Question-and-Answer Session

Operator

And once again ladies and gentlemen if you would like to ask a question please press the star then one on your touchtone phone, you’ll hear a tone indicating you’ve been placed in queue. If your question gets answered or you wish to remove yourself from the queue please press the pound key. And we’ll first go to the line of Kenneth Posner with Morgan Stanley, please go ahead.

Kenneth Posner – Morgan Stanley

Good afternoon and thank you for the disclosures and the adjusted operating income, that’s all great stuff, it’ll take us a while to understand. I have a question about this pesky fair value number which did fall substantially, particularly on a common equity basis for Freddie Mac in the quarter and I wondered if you’d just comment on how you’re valuing the general or the guaranty obligation? If I’ve done the math right, maybe I didn’t, you’re valuing the guaranty obligation at 1.5% of the credit book and your competitor Fannie Mae seems to be valuing it, again if I did the math properly at 75 basis points. How can that be and are these the right numbers?

Patty Cook

Ken thanks for the question. You know I can’t speak to how our competitor values their GO but I can try and be as transparent as possible as to how we do it. And as you noticed in my prepared remarks, we come at that expectation of the present value of future expected default costs in $12-$15 billion range by looking at a median house price decline peak to trough of about 15%, we look at a Monte Carlo simulation around that in terms of trying to estimate what default probabilities would be on that portfolio. And that’s sort of the interesting statistic I think you need to focus on. It suggests about a 3.5% default rate with 25% severity. So you in your own mind need to decide whether or not you think that’s reasonable.

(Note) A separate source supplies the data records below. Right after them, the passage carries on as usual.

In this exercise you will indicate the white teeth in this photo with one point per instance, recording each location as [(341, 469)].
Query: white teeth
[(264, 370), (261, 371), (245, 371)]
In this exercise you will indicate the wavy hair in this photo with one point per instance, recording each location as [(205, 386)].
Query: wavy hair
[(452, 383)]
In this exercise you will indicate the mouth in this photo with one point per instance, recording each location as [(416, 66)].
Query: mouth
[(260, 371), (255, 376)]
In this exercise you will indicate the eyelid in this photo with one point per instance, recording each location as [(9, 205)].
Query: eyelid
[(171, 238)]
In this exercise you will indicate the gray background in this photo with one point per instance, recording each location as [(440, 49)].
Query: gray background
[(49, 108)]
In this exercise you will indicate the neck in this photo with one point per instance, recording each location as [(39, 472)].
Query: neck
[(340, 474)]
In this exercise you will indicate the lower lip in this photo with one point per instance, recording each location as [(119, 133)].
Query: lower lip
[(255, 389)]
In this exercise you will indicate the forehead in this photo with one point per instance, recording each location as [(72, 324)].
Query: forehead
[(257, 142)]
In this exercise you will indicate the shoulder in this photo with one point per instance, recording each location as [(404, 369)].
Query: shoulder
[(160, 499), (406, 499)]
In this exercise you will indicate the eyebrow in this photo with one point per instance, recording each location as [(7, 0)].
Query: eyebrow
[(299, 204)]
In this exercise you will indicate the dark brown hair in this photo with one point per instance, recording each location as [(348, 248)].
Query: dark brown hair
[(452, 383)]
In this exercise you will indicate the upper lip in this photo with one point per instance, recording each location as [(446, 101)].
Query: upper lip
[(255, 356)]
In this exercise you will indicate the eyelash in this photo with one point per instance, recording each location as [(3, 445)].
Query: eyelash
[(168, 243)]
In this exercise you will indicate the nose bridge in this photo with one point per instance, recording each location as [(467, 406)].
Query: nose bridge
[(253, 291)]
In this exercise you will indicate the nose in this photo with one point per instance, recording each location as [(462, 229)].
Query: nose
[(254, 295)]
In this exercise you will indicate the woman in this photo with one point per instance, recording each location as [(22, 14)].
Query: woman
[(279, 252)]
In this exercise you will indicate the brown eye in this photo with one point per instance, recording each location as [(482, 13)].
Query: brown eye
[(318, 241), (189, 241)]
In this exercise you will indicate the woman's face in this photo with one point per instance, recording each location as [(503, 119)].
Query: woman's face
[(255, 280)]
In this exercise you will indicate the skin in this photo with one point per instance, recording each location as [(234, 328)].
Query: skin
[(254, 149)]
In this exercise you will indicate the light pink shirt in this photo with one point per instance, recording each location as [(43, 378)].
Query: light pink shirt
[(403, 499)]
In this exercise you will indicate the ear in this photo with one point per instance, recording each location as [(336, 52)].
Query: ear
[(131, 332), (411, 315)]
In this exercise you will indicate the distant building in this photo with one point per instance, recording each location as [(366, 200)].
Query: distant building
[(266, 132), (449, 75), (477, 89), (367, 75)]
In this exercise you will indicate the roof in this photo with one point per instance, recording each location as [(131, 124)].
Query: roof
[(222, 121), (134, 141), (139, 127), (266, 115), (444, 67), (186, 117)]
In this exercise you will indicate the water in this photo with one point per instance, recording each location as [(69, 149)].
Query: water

What we do when we go to the market is we go beyond just an assessment of expected default cost with maybe a modest risk premium and actually capture the risk premiums that are in the marketplace in terms of the wider spread on mortgages and mortgage related assets as we ask dealers for a price, for a spread. So the difference between what’s in our fair value balance sheet and our estimate is that different in risk premium, which is as I said in my comments we would expect to earn back over time. One other comment I would make, the other thing that’s significant is to look at the delinquencies. You know currently we have delinquencies of 65 basis points. So again I think you need to look at 65 basis points of delinquencies and you know an expectation of 3.5% defaults get you to the $12-$15 billion then I think you can put the GO that’s on the fair value balance sheet in context.